The number of pages in the federal tax law grew from 400 in 1913 to over 72,000 in 2011. The increase in complexity can be attributed to an increase in the number and range of activities being taxed, an increase in the number of exemptions, credits, and deductions available, an increase in the subtlety of the rules governing taxation and the edge cases explicitly spelled out based on historical experience, and an increase in the base of taxpayers making it necessary to offer longer, more explicit instructions for less sophisticated taxpayers. As an example, whereas the initial versions of Form 1040 came only with a rate schedule included in the tax form itself, the IRS now publishes a complete tax table for taxable income up to $100,000 so that people can directly look up their tax liability from their taxable income without having to do complicated arithmetic calculations based on the rate schedule. The IRS still publishes its rate schedule so that people can quickly compute their approximate tax liability, and lets people with incomes of over $100,000 compute their taxes directly using the Tax Computation Worksheet.
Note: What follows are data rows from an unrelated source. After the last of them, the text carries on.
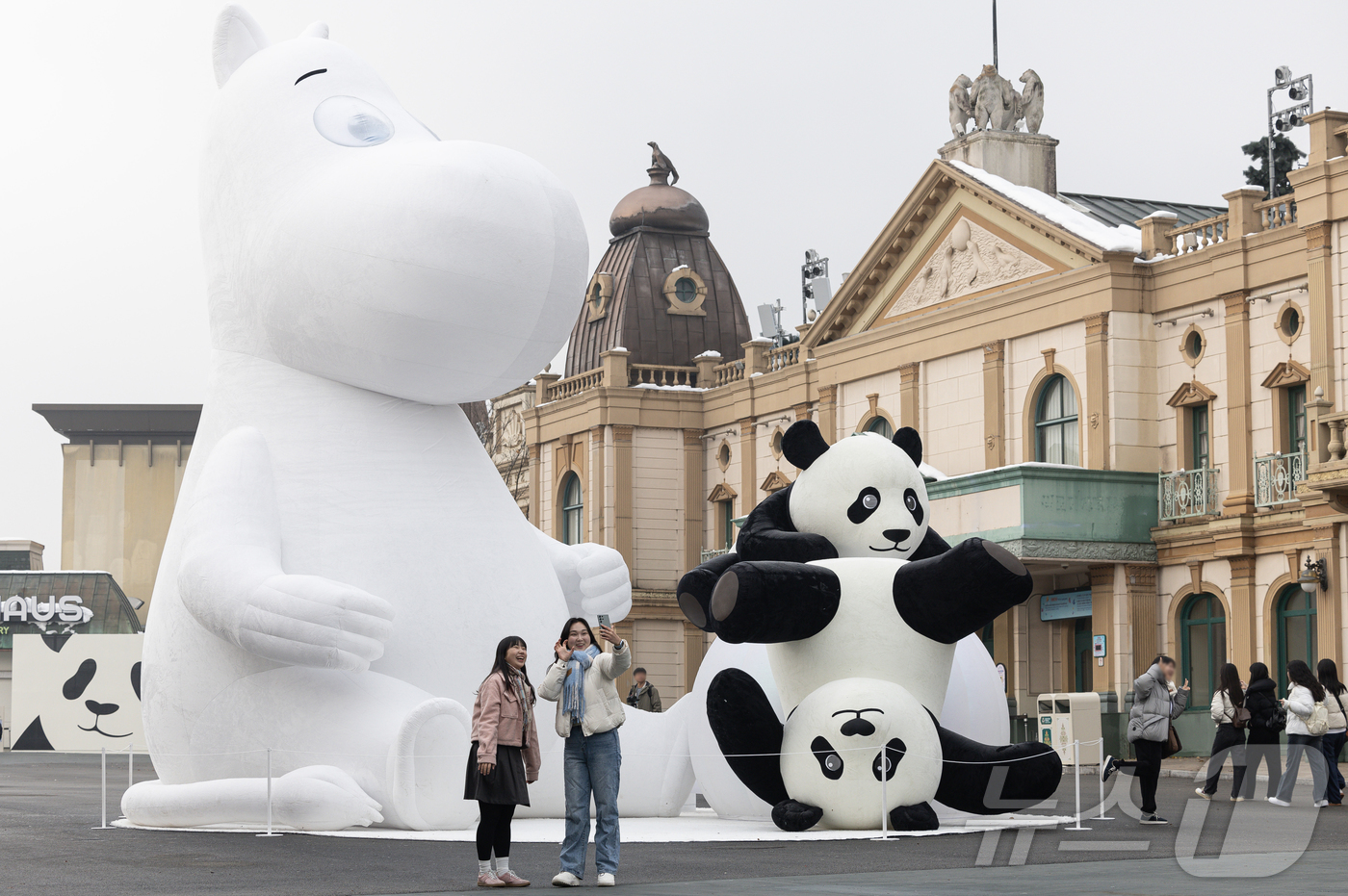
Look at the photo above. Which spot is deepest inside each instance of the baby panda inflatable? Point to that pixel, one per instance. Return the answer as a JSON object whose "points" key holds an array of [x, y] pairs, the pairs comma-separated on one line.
{"points": [[860, 603]]}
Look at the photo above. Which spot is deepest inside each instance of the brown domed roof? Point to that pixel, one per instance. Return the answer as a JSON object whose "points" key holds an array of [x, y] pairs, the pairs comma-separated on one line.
{"points": [[661, 206]]}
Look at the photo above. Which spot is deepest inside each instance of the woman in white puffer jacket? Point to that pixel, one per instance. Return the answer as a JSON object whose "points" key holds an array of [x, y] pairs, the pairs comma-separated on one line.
{"points": [[1301, 700]]}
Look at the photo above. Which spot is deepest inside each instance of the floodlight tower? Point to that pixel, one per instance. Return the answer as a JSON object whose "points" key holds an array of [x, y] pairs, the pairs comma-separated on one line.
{"points": [[1301, 91]]}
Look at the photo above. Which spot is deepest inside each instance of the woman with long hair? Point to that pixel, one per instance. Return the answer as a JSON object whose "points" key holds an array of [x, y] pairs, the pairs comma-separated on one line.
{"points": [[1334, 741], [1304, 691], [1227, 704], [503, 758], [1266, 723], [588, 714]]}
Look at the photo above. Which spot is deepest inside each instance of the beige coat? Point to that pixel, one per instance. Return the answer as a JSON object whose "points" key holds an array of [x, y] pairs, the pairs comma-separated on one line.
{"points": [[603, 706]]}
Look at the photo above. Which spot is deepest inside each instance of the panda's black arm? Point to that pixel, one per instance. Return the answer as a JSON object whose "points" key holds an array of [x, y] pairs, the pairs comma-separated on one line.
{"points": [[956, 593], [748, 731], [770, 535], [990, 781]]}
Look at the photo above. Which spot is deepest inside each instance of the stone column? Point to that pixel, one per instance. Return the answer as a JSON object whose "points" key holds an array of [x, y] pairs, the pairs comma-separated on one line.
{"points": [[693, 502], [1240, 494], [909, 408], [1242, 637], [1098, 391], [1143, 617], [994, 403], [623, 496], [748, 467], [596, 498], [828, 413]]}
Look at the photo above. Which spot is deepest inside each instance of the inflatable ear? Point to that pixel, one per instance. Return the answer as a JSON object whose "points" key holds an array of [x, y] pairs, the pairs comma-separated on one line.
{"points": [[909, 440], [238, 37], [804, 444]]}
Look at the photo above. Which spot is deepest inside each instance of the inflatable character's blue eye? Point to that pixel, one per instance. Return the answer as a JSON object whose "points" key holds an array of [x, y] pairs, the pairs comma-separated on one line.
{"points": [[350, 121]]}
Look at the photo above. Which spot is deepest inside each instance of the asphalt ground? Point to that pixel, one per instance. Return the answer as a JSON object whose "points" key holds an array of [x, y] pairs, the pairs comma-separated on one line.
{"points": [[49, 807]]}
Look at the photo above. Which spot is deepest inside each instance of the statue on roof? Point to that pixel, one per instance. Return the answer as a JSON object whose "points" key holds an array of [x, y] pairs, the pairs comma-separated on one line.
{"points": [[661, 161], [960, 108]]}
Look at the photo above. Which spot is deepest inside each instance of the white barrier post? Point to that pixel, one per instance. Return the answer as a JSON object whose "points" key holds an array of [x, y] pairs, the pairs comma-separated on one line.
{"points": [[269, 798], [1076, 756]]}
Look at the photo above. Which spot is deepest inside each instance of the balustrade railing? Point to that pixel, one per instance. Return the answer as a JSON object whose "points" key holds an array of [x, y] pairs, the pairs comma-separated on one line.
{"points": [[1188, 494], [1277, 475]]}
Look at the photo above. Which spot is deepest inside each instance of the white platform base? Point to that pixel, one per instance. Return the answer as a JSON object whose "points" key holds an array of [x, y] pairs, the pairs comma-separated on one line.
{"points": [[690, 828]]}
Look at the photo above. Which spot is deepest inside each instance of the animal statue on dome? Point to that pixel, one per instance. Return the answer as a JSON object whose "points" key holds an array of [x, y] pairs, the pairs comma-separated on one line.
{"points": [[343, 546]]}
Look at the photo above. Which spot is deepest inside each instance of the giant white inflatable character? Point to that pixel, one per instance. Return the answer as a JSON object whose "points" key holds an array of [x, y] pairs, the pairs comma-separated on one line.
{"points": [[344, 555], [860, 605]]}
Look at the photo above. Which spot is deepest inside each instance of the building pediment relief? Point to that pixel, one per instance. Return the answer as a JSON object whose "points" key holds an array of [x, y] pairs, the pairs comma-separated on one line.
{"points": [[721, 492], [1286, 373], [1189, 394]]}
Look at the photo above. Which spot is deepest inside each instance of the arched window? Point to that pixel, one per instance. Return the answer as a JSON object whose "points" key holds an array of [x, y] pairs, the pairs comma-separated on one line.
{"points": [[573, 505], [1055, 423], [1203, 646], [1296, 629], [880, 426]]}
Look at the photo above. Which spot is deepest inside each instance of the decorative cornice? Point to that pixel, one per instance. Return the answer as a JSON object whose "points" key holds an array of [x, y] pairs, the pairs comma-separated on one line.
{"points": [[1287, 373], [1190, 394]]}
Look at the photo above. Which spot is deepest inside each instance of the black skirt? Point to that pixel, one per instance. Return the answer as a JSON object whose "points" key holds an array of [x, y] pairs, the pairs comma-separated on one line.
{"points": [[506, 785]]}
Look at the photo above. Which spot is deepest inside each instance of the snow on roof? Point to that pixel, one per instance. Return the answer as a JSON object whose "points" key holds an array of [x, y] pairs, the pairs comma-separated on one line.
{"points": [[1121, 239]]}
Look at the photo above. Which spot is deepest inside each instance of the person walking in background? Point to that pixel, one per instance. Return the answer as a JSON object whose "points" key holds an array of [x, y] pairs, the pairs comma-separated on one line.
{"points": [[503, 758], [1334, 740], [1266, 723], [1230, 714], [1155, 703], [588, 716], [643, 696], [1305, 727]]}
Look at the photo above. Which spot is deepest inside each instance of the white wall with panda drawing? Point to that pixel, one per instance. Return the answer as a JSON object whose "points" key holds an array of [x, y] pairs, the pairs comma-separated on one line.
{"points": [[77, 694]]}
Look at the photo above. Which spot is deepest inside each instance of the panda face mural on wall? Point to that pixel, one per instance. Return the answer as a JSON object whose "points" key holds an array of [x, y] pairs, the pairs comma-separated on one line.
{"points": [[76, 693], [860, 603]]}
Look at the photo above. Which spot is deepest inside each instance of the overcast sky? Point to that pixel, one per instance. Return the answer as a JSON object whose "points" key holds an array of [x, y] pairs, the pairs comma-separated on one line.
{"points": [[797, 124]]}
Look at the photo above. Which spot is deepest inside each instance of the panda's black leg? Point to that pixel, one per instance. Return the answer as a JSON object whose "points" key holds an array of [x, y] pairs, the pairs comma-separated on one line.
{"points": [[748, 731], [990, 781], [694, 590], [957, 593], [914, 818], [772, 602]]}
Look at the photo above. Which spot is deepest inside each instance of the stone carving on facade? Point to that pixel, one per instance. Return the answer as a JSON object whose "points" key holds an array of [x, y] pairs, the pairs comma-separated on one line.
{"points": [[994, 104], [971, 259], [960, 108]]}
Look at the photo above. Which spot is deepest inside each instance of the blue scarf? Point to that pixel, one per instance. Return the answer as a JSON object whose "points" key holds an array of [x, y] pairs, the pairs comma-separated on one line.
{"points": [[573, 691]]}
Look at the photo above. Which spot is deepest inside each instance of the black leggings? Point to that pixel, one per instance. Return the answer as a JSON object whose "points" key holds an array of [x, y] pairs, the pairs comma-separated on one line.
{"points": [[494, 831]]}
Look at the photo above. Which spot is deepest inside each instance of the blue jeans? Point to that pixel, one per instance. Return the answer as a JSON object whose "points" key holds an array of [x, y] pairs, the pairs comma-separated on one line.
{"points": [[1335, 785], [592, 767]]}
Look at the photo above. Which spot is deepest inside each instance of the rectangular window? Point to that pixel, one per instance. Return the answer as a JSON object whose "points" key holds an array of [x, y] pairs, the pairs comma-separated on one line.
{"points": [[1297, 420], [1199, 427]]}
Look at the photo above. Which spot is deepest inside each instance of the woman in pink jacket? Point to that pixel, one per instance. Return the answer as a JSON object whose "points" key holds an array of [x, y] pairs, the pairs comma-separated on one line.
{"points": [[503, 758]]}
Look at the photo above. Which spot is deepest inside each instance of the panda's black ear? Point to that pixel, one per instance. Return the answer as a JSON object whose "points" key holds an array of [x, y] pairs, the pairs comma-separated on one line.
{"points": [[909, 440], [804, 444]]}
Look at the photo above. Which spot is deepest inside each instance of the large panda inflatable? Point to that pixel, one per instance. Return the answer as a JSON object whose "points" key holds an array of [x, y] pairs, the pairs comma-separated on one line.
{"points": [[860, 603]]}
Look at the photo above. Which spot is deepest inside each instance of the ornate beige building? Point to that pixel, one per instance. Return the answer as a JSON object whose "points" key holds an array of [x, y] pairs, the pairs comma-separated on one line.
{"points": [[1139, 397]]}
In addition to an increase in the complexity of the form, the tax rates have also increased, though the increase in tax rates has not been steady (with huge upswings and downswings) in contrast with the steady increase in tax complexity.

===Cost of filing===

For tax return preparation, Americans spent roughly 20 percent of the amount collected in taxes (estimating the compliance costs and efficiency costs is difficult because neither the government nor taxpayers maintain regular accounts of these costs). As of 2013, there were more tax preparers in the US (1.2 million) than there were law enforcement officers (765 thousand) and firefighters (310,400) combined. The National Taxpayers Union estimated the 2018 compliance cost at 11 hours per form 1040 vs. 12 hours in 2017, with a total of $92.5 billion spent in individual income tax compliance vs. $94.27 billion in 2017.

In 2008, 57.8 percent of tax returns were filed with assistance from paid tax preparers, compared to about 20 percent of taxpayers employing a paid preparer in the 1950s.